Much like university students, those seeking additional job training will also see changes. The residency permit time frame and age limits have been amended and language requirements have been lowered for those traveling to Germany with the goal of pursuing additional professional or vocational training. The age limit will be raised to 35 (from 25). Residency permits will now have a maximum residency period of nine months, previously six months. During this time, permit holders may also work up to 20 hours weekly in terms of secondary employment and have a trial work period for up to two weeks. Applicants will now only need to demonstrate a B1 level of German language proficiency.

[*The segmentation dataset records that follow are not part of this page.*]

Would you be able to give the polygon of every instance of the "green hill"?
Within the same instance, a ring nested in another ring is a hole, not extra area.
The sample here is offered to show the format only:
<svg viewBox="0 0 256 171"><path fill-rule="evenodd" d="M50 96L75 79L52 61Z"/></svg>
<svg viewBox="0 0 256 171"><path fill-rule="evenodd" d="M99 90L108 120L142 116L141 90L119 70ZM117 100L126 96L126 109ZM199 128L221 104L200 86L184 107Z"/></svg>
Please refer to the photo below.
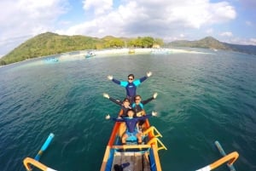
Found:
<svg viewBox="0 0 256 171"><path fill-rule="evenodd" d="M173 41L172 43L167 43L167 46L220 49L220 50L241 52L241 53L245 53L249 54L256 54L256 46L230 44L226 43L221 43L212 37L207 37L203 39L197 40L197 41L187 41L187 40Z"/></svg>
<svg viewBox="0 0 256 171"><path fill-rule="evenodd" d="M51 32L39 34L3 56L2 63L10 64L24 60L81 49L95 49L103 41L84 36L61 36ZM3 64L2 64L3 65Z"/></svg>
<svg viewBox="0 0 256 171"><path fill-rule="evenodd" d="M154 44L164 45L162 39L151 37L137 38L114 37L103 38L85 36L64 36L52 32L39 34L15 48L0 59L0 66L22 61L27 59L47 56L66 52L102 49L108 48L152 48ZM165 47L190 47L201 48L222 49L256 54L256 46L237 45L221 43L212 37L198 41L173 41Z"/></svg>
<svg viewBox="0 0 256 171"><path fill-rule="evenodd" d="M154 43L162 43L161 39L154 39L150 37L119 38L108 36L103 38L96 38L85 36L63 36L46 32L26 41L9 54L1 58L0 66L66 52L122 48L126 46L152 48Z"/></svg>

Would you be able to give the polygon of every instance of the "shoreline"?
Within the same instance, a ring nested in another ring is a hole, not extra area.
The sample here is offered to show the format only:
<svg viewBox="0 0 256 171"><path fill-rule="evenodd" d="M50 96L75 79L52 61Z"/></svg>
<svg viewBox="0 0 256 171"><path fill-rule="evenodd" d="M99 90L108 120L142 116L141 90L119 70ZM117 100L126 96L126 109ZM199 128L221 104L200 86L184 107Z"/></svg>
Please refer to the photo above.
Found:
<svg viewBox="0 0 256 171"><path fill-rule="evenodd" d="M95 58L98 56L109 56L109 55L119 55L119 54L210 54L195 50L187 50L182 48L108 48L108 49L101 49L101 50L80 50L80 51L73 51L73 52L66 52L58 54L49 54L46 56L38 56L36 58L27 59L22 61L15 62L12 64L9 64L6 66L0 66L0 67L17 65L22 62L26 62L28 60L45 60L47 58L56 58L58 59L58 62L61 61L69 61L69 60L84 60L85 55L88 52L92 52L95 55L90 58ZM52 62L55 63L55 62Z"/></svg>

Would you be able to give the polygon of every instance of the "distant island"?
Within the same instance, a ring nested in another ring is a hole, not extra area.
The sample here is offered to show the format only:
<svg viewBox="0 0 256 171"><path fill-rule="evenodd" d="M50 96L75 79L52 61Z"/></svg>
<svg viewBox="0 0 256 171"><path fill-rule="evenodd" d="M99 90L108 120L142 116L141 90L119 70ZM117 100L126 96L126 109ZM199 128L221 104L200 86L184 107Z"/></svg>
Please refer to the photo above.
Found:
<svg viewBox="0 0 256 171"><path fill-rule="evenodd" d="M256 54L256 46L221 43L212 37L207 37L198 41L180 40L164 43L162 39L154 38L151 37L127 38L108 36L103 38L97 38L79 35L64 36L52 32L45 32L26 41L10 53L4 55L0 59L0 66L40 56L57 54L72 51L120 48L143 48L161 47L190 47L210 48L214 50L221 49Z"/></svg>

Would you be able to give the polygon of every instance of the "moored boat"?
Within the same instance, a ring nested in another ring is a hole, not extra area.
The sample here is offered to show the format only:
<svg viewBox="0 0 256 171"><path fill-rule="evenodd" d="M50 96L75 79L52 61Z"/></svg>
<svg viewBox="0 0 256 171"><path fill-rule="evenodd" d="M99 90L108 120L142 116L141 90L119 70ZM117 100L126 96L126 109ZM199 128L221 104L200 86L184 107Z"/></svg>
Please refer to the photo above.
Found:
<svg viewBox="0 0 256 171"><path fill-rule="evenodd" d="M158 151L166 150L164 144L158 139L160 133L153 126L150 127L147 119L143 132L143 143L137 145L137 140L130 138L127 145L122 145L119 131L122 123L114 123L109 141L106 147L101 171L122 170L125 165L126 170L160 171L161 165ZM119 169L122 168L121 169Z"/></svg>

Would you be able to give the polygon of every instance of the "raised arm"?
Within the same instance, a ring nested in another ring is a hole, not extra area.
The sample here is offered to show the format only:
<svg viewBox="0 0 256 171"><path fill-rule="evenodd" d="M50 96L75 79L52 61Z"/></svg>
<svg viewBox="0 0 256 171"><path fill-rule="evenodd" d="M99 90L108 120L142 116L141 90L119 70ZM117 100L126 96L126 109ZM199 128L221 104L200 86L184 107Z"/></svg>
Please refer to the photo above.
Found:
<svg viewBox="0 0 256 171"><path fill-rule="evenodd" d="M121 84L121 82L119 81L119 80L117 80L117 79L114 79L114 78L113 77L113 76L108 76L108 79L113 81L113 82L115 83L116 84L119 84L119 85Z"/></svg>
<svg viewBox="0 0 256 171"><path fill-rule="evenodd" d="M144 120L146 118L148 118L149 117L156 117L156 116L157 116L157 112L156 111L152 111L151 113L146 114L143 117L136 117L136 118L137 118L138 121L141 121L141 120Z"/></svg>
<svg viewBox="0 0 256 171"><path fill-rule="evenodd" d="M110 117L109 114L108 114L108 115L105 117L105 118L106 118L107 120L111 119L111 120L116 121L116 122L124 122L124 121L125 121L123 118L115 118L115 117Z"/></svg>
<svg viewBox="0 0 256 171"><path fill-rule="evenodd" d="M141 101L141 103L143 104L143 105L146 105L149 101L154 100L156 97L157 97L157 93L154 93L152 97L148 98L148 100Z"/></svg>
<svg viewBox="0 0 256 171"><path fill-rule="evenodd" d="M123 104L123 101L110 97L108 95L108 94L103 93L103 97L108 99L110 101L113 101L113 103L115 103L115 104L117 104L119 105L122 105L122 104Z"/></svg>
<svg viewBox="0 0 256 171"><path fill-rule="evenodd" d="M151 71L147 72L147 75L144 76L143 77L141 77L138 80L135 80L133 83L136 86L138 86L139 84L141 84L143 81L145 81L148 77L149 77L152 75Z"/></svg>

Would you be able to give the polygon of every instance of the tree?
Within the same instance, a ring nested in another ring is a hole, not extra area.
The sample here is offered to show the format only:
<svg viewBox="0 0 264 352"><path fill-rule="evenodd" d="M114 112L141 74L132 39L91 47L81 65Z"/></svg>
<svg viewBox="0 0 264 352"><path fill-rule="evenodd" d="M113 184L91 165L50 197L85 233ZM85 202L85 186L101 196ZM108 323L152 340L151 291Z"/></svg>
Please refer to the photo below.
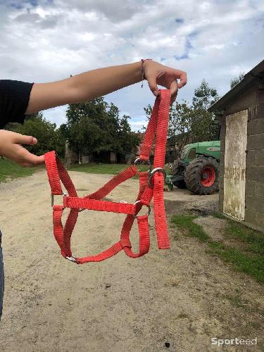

Short-term employment needs

The new immigration law is already set to help meet the high demand for bottleneck professionals. The law is also constructed in such a way that it may also address an immediate, short-term employment need for up to an 8-month period in a calendar year. The Federal Employment Agency (Bundesagentur für Arbeit) would set the need-based quota, which will vary across specific segments of an economic sector or professional field. The contract would need to meet industry standards and the employment terms need to include at least 30 hours of work per week. Employers would be required to pay all travel expenses.

Startup Grantees

In the future, some provisions of this act may enable startup grantees to seek residency permits.